Sunday, October 5, 2014

Gilbane VDC's Minority Report Glove has arrived (And it plays nicely with the Rift!)

The Myo Dev Kit is Here


So this is the Thalmic Myo.  It arrived yesterday.









It uses the muscles in your arm and key binds it via Blue Tooth to most open source devices.






As part of the Dev Kit, Thalmic has given us integration with:

VLC
iTunes
PowerPoint









and, most importantly, Unity!












For those of you who don't know, here at Gilbane VDC, we're using Unity and the Rift for AEC visualization.  
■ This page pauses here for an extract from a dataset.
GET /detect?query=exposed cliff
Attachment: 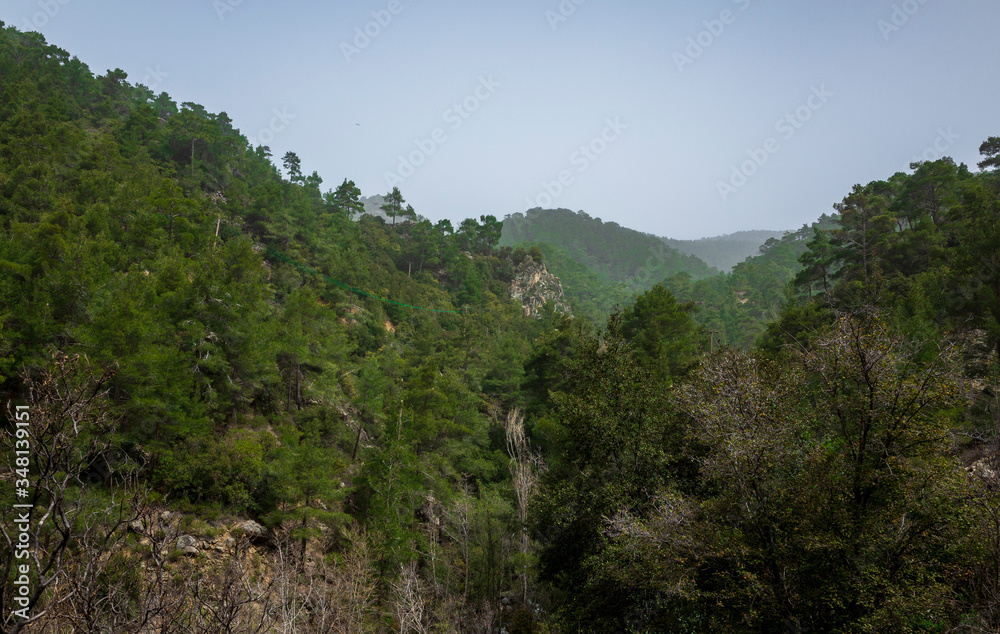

What the Myo means for us, is the ability to continue to push the virtual interaction with our buildings in a way that no one has ever been able to do in the past.  In addition to using the Rift for the visuals, we will soon be able to pick up and interface with objects in the scene we're showing architects and owners.



So enjoy our demo of holding a cup of coffee while wearing the armband!   











Monday, September 29, 2014

Why we use Grasshopper and Rhino


I was recently asked:

"Why do you guys rely on Rhino and Grasshopper so much?  Aren't Revit and Navisworks enough?" 

It's a good question, after all, Revit and Navisworks are stupid-expensive platforms.  Shouldn't they be able to do everything that we need?

Well, the answer to that is complicated, because Grasshopper is seen primarily as design tool in the same vein as SketchUp: It doesn't carry industry standard sizes or ISO standard geometry in the way that we can lean on Revit for.

But when it comes to point data, that is, center-points, centroids, and most importantly, multiple lines through 2 points in non-linear planes, Grasshopper and Rhino are your best friends.

A great example of this is getting ceiling crid lines from 2D Drafting Views in Revit to show up as useful linework within Navisworks.



There is a workflow within AutoCAD that would require lots of movement with Ortho turned on, but let's face it, no one likes working in 3D CAD.  It requires you to draw in Orthographic viewpoint, and you start to feel like M.C. Esher after about 15 minutes.  

 
 
 

Don't you love getting shop drawings in flat-ortho?







Our fix is to write a custom projection script within Grasshopper that lets us assign 2D grid lines to the entire piece of 3D geometry for the ceiling, not just the bottom.  In CAD, this requires a ton of duplicitive clicking.  Oh yeah, and we can do an entire building with one run of the script.


We'd rather finish in 15 minutes than 2 hours.